Faye McClelland (born 3 November 1979) is a British paratriathlete who competes in the PT4 category. As of May 2016, she is the 3rd-ranked women's PT4 athlete internationally. She finished fourth at the 2016 Summer Paralympics. Previously she won the ITU world title in her classification in 2010, 2011, 2012 and 2013, placing second in 2014. In 2016 Faye competed in the Paralympics in Rio, placing 4th.

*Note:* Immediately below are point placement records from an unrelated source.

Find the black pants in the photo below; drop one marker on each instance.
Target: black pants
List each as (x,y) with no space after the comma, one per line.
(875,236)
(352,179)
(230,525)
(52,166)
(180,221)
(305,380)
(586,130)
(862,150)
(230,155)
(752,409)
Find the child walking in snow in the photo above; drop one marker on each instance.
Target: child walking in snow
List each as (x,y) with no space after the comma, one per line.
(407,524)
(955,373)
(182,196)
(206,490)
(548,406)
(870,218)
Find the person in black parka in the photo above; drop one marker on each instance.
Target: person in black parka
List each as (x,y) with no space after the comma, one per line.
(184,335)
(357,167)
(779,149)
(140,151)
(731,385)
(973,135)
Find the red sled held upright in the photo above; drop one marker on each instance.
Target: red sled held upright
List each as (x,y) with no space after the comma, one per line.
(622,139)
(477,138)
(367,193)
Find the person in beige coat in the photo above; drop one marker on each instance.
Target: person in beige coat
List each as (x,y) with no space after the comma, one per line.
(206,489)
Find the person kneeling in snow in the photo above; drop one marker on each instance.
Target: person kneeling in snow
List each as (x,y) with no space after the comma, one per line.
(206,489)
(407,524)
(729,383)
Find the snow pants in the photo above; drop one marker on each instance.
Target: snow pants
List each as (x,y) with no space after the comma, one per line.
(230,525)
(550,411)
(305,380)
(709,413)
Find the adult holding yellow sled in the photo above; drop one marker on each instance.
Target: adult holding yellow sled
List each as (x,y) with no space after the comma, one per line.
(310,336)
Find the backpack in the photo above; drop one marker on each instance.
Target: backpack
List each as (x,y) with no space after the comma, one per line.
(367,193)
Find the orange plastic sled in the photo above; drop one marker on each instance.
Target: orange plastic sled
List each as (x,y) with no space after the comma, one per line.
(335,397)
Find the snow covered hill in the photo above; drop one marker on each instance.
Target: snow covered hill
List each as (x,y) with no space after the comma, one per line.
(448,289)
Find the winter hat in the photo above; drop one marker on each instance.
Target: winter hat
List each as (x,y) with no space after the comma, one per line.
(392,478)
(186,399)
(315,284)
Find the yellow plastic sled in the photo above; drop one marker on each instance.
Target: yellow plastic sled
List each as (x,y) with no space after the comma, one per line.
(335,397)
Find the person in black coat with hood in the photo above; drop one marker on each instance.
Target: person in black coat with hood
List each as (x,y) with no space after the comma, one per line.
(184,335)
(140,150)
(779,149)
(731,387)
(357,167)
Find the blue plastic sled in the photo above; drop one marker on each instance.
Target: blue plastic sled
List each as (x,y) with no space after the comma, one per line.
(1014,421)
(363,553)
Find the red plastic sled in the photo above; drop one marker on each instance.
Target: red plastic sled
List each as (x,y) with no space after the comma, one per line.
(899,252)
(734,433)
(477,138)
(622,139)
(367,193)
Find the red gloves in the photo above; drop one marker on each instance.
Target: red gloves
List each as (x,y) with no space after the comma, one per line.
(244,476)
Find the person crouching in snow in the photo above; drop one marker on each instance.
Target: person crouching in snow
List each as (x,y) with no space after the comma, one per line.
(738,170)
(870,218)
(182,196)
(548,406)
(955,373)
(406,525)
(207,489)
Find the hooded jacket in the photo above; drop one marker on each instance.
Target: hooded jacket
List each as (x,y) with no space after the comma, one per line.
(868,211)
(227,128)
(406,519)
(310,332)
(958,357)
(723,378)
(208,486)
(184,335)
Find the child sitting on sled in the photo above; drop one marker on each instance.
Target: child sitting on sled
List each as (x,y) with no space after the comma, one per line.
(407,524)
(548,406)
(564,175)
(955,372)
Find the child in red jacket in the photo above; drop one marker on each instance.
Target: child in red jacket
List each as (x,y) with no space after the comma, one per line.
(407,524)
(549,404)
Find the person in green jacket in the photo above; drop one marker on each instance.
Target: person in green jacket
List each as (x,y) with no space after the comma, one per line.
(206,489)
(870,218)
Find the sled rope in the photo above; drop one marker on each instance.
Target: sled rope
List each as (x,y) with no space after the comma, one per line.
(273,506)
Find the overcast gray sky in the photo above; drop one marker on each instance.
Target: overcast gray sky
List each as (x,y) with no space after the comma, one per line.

McClelland was coached by the head coach of the GB paratriathlon squad, Jonathan Riall.

==Career results==
- ETU European Triathlon Championships PT4
- 2010 1st Place ETU European Triathlon Championship Athlone, Ireland
- 2011 1st Place ETU European Triathlon Championship Pontevedra, Spain
- 2012 1st Place ETU European Triathlon Championship Eilat, Israel
- 2014 2nd Place ETU European Triathlon Championship Kitzbühel, Austria

- ITU World Triathlon Championships PT4
- 2010 1st Place ITU World Triathlon Championship Budapest, Hungary
- 2011 1st Place ITU World Triathlon Championship Beijing, China
- 2012 1st Place ITU World Aquathlon Championship Auckland, New Zealand
- 2012 1st Place ITU World Triathlon Championship Auckland, New Zealand
- 2013 1st Place ITU World Triathlon Championship London, Great Britain

- ITU World Triathlon International Events PT4
- 2010 1st Place ITU World Paratriathlon Event London, Great Britain
- 2011 1st Place ITU World Paratriathlon Event London, Great Britain
- 2014 1st Place ITU World Paratriathlon Event Yokohama, Japan
- 2014 2nd Place ITU World Paratriathlon Event London, Great Britain

- British Triathlon National Events PT4
- 2014 1st Bexhill Lions Sprint Triathlon Bexhill, East Sussex

==Awards and honours==
- 2012 Female Paratriathlete of the Year.British Triathlon Federation
- 2013 Female Paratriathlete of the Year.British Triathlon Federation
- 2013 Disabled Sports Personality of the Year. Sussex Sports Awards Brighton
- 2014 Alumnus Award, for Outstanding Sporting Achievement.University of Brighton
- 2014 Female Paratriathlete of the Year. 220 Magazine

==Outside of triathlon==
McClelland is a qualified physiotherapist and attained her honours at the University of Brighton in the summer of 2013. In January 2014, McClelland and Wes Mechen started a business, Tempo Running Shop, in Eastbourne East Sussex.